In this age in which we have some 12 million people in our country illegally and therefore ineligible to vote, Republicans are trying to institute a common sense safeguard. Requiring voter ID helps assure only citizens cast ballots. Efforts to block voter ID only frustrate that goal. Perhaps that's the true progressive end game: perhaps they want non-citizens to be able to vote. Regardless, their fight against common sense voter ID laws makes it more likely that some will.
Contrary to progressive claims, Republicans aren't trying to keep minorities from voting. Unlike progressives, we believe minority citizens are smart and capable and certainly not too stupid to figure out how to get an ID if they don't already have one. In short, we Republicans believe minority race citizens are just as capable as white people and so do not need to be coddled. Progressives, though, have such a low view of minorities that they cannot imagine them having the intelligence and capability to acquire IDs, and instead insist that ID laws will disenfranchise them. I, for one, abhor that type of prejudice.
On Jul 18, 2012, at 11:35 PM, Dan Johnson <dan at kchrlaw.com> wrote:
Innovative news on the voter registration front (the attack back in the War on Voting continues)...
From: Progressive Advocacy <dan at ProgressivePublicAffairs.com>
Date: July 18, 2012 7:14:51 PM CDT
To: dan at ProgressivePublicAffairs.com
Subject: Progressive Advocacy
Progressive Advocacy
________________________________________
Madison WI and Washington State attack back on the war on voting
Posted: 17 Jul 2012 10:45 PM PDT
Fantastic news.
Progressive state and local governments are attacking back on the Republican's anti-American war on voting by implementing forward-thinking laws and policies that reduce the barriers between citizens and their ballots.
Yesterday, the Madison (WI) City Council passed an ordinance adding the voter registration form to the pile of paper documents that landlords must distribute to tenants when they move in. This is now law, just in time for the August move-in for UW-Madison students. Half the housing units in Madison are rental units and a large percentage of those units turn over every year.
As Alder Bridget Maniaci, the lead sponsor of the proposal explains, providing voter registration information to citizens when they move into a new place makes sense, since that's when people are changing their address (and they are probably unaware that they must proactively tell some obscure unit of local government they have moved in order to vote months later). From the Isthmus:
The way citizens in the United States vote is based on where they live, Maniaci adds, which means it is sensible to provide them with voting information when they change addresses.
"To provide to tenants voter registration forms at the time they move in, when most individuals are in the process of changing all of their other household information, everything from Netflix to their post-office address to the DMV, that's a very natural time to do this," she says.

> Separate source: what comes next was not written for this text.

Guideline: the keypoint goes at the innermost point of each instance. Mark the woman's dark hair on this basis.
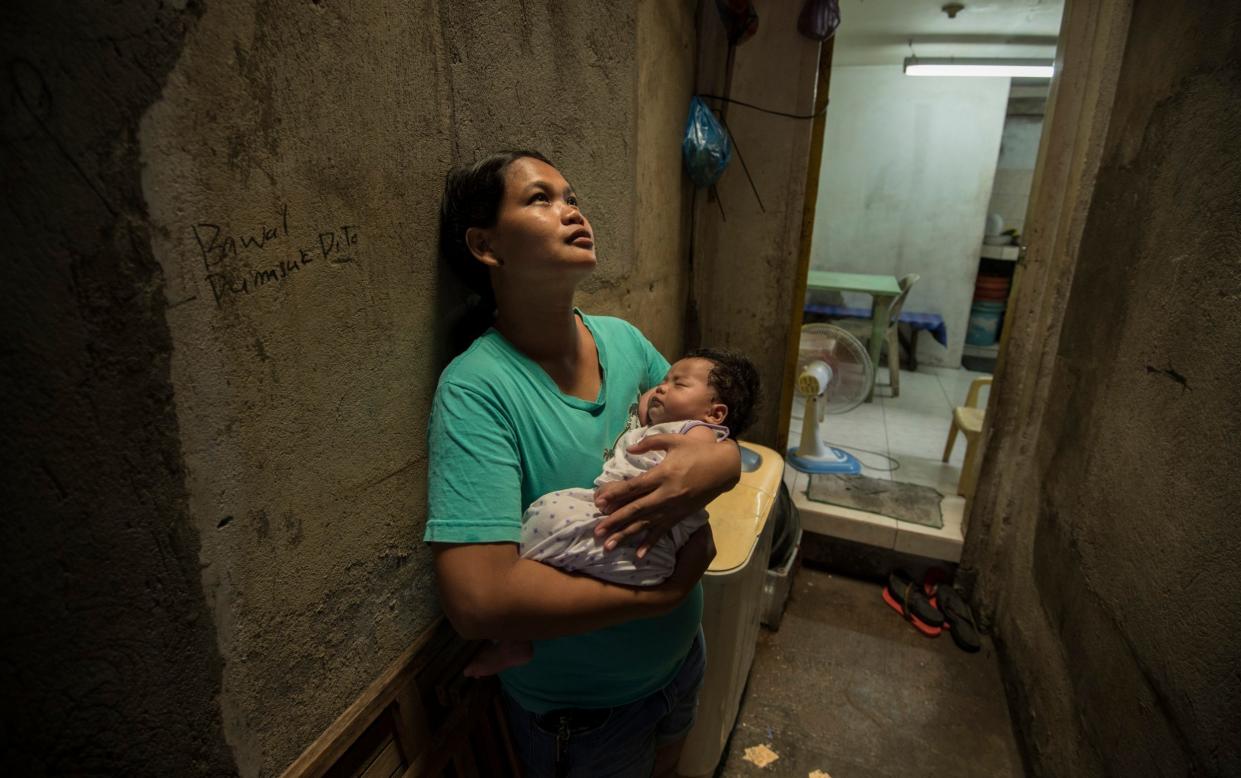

As a bonus, getting citizens to register to vote early is cheaper for the city clerk to process than registering people in the crunch leading up to the election, so distributing these voter registration forms will save taxpayers some money.
On the West Coast, Washington State's Secretary of State is unveiling an app that will allow users to register to vote through Facebook. Since Washington State already uses online voter registration, pulling the data from a user's Facebook account and importing it into the voter registration program will make it easier for people to register -- and people can tell their friends about how they registered to vote, creating more of a social norm of democratic self-governance through participation.
Congratulations to Washington and Madison (named after two Founding Fathers, coincidentally) for further implementing the great democratic spirit of our American Republic.